Miss Luckmoore is, like the best old-fashioned shop assistants, terrifying. She and the other assistants wear short black crinolined dresses and red lipstick, their glossy black hair piled up on their heads. Theirs are impossible looks that are both desirable but also too much, fascinating for what can be achieved but laughable, like cosmetics counter girls who wear every single product on their face at once.
Behind the scenes at the shop it’s a dark and oppressive world, where plastic mannequins are stored and the staff are literally turned on by fashion.
I started my career in retail, managing a Christmas department.

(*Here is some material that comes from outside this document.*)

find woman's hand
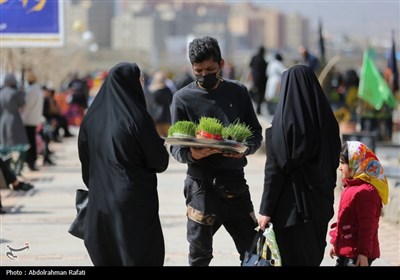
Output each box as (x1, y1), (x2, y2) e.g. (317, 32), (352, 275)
(258, 215), (271, 231)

So I know the background slog that goes into making the merchandise sparkle, even if the tables on which the baskets of glittery baubles sit are hardboard under the cloths.
In Fabric is so heavily stylised, and sometimes so blatant, I wasn’t always sure if it was mocking consumerism or mocking the people who mock consumerism (I like to do both).
Strickland certainly understands the contrast between the front and back shop aspects of retail, and the wider repercussions of rampant consumerism – and that a trend that can be so damaging is also based on something so artificial.
Signposted comments on fashion as slavery – both the obsession with buying, and the lack of agency of those people making the clothes – still work incredibly well, because they fit so adroitly into this strange world.
The ’80s setting is perfect for this store that seems set in the past yet caters for a newly moneyed clientele, as that was the decade that saw a clash between union-enforced working practices and growing consumerism.
A later owner of the evil dress, washing repair man Reg (Leo Bill), works for a company run on old school lines. Even in the credits, Mannequin Pubic Hair looks like one of those specific titles that union law would require.
This very black comedy is sometimes jaw-dropping and often deliriously entertaining, laying out the dream of beauty sold to us and the ugliness behind. But it’s also vicious, and lacks soul, laughing at this odd situation we’ve got ourselves into without concern for its victims.
Jean-Baptiste is excellent: warm and believable as Sheila, gradually becoming more assertive in that dress before its dark side is fully revealed. She’s a hugely sympathetic character which makes the film’s overall neutrality look even harsher. Hayley Squires, as Reg’s fiancee Babs, nails that 80s self-assurance and wish to do better.
Sheila is seen as outdated and boring by her son and Gwen, and as part of the profit machine by her bosses. And then she has to literally suffer for fashion when all she wanted to do was what the ’80s told us to do: pull herself up, and, well, shop.